Arius certainly took it that way. He left his meeting with the emperor and went straight to the church to attempt to partake of Communion. There he was refused permission by the godly bishop of Constantinople.
Some of Arius’s friends who were still members in good standing in the church immediately wrote a strong protest to the bishop. As far as they were concerned, the emperor’s pronouncement was a formal and legal sanction that the bishop was obliged to honor. They announced that a large group of them intended to accompany Arius to the church on the following day to receive Communion together.
Athanasius records that the bishop of Constantinople prayed, “If Arius is to be joined to the Church tomorrow, let me depart, and do not destroy the pious with the impious. But if you will take pity and spare the church . . . remove Arius, so that heresy may not come in with him, and impiety not be regarded as piety.”
According to Athanasius, Arius evidently emboldened by his audience with the emperor and his friends’ subsequent support, spent the afternoon making speeches and boasting of his impending triumph, until “compelled by a call of nature,” he quickly excused himself. Stricken by a sudden and violent attack of cholera, Arius died that very day.

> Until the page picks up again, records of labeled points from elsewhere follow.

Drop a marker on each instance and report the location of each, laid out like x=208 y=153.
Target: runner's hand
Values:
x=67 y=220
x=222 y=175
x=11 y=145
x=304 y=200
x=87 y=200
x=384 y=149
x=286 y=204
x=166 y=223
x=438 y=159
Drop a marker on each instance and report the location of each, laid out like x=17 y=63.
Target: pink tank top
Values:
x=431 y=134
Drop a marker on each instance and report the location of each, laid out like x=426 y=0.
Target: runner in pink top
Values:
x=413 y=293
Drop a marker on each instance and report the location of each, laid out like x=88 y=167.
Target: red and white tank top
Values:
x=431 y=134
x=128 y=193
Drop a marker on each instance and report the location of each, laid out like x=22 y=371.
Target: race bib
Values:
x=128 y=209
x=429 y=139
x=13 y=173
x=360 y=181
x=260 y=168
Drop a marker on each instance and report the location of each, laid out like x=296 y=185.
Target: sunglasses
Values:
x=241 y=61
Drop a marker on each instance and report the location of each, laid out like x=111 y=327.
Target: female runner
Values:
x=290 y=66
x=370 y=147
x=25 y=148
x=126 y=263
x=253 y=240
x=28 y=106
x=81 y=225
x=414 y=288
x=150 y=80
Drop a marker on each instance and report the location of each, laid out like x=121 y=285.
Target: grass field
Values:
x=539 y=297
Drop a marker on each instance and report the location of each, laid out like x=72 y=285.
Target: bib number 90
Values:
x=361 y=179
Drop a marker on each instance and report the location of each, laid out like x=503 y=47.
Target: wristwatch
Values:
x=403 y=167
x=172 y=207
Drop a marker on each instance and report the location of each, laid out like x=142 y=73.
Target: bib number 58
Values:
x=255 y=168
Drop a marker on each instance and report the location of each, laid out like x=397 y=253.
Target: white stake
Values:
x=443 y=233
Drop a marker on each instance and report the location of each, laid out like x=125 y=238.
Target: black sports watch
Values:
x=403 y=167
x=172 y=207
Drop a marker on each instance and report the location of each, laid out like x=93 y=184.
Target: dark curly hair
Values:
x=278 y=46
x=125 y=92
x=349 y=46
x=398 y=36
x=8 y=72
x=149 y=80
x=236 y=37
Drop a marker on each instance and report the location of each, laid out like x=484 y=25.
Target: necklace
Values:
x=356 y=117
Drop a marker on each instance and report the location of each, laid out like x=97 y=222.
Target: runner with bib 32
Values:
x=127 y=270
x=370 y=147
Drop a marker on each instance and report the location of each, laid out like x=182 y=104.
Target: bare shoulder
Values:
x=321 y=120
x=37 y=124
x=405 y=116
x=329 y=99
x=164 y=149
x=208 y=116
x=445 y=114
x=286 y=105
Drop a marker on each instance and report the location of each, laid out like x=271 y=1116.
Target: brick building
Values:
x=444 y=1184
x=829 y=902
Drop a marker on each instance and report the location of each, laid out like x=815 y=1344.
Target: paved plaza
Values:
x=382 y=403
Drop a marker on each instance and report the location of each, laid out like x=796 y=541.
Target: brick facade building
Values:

Again, Arianism did not instantly die with him. The error continued to trouble the church for at least a generation after that. But finally, owing to the convincing biblical defense made by Athanasius, the poisonous effects of Arian doctrine itself, and the rise of younger, more faithful men like Jerome to positions of influence in the church, the tide began to turn. Within a hundred years, Arianism had all but died out.
Although Arianism persists even today in quasi-Christian groups like the Jehovah’s Witnesses, Mormonism, and a few lesser cults,7 the demise of Arianism as a dominant force in church history is a testimony to the power of one man’s faithful diligence in the Truth War.8 God uses faithful warriors for the truth as His instruments to preserve the gospel for each succeeding generatio
n. Only the unfaithful have no interest in being useful to the Lord in that way.
My salvation and yours depends on a true understanding of Christ and who He is. A false christ is a damning deception (1 John 4:15; 5:1, 5, 10–12, 20; 2 John 7–11). The doctrine of Christ is no mere academic or secondary truth. This whole episode is a prime lesson about how much is at stake in the Truth War. It is also a classic example of how false teachers use subtlety to advance their cause.
WHY WE MUST KEEP OUR GUARD UP
The Arian conflict also exemplifies what kind of spiritual chaos false teachers can cause when the church becomes weary of conflict and decides to cease fighting for a season.
One of the main lessons of Jude’s epistle is that Christians must never cease fighting. We cannot pretend error is no longer worth battling in our generation. We should not imagine that the enemy has finally shifted into retreat mode. The war against the truth goes on continuously, unrelentingly, on multiple fronts—and it always has.
Jude’s epistle has a very broad sweep. That fact stands out starkly because the epistle is so short. Jude takes a condensed, fish-eye view of all history, starting from the beginning of time. He shows that the Truth War has been a perpetual reality ever since sin first entered the universe. The long struggle between truth and falsehood is one of the central themes of all history. It has been a long, protracted, uninterrupted state of siege—and we are still in the thick of the battle.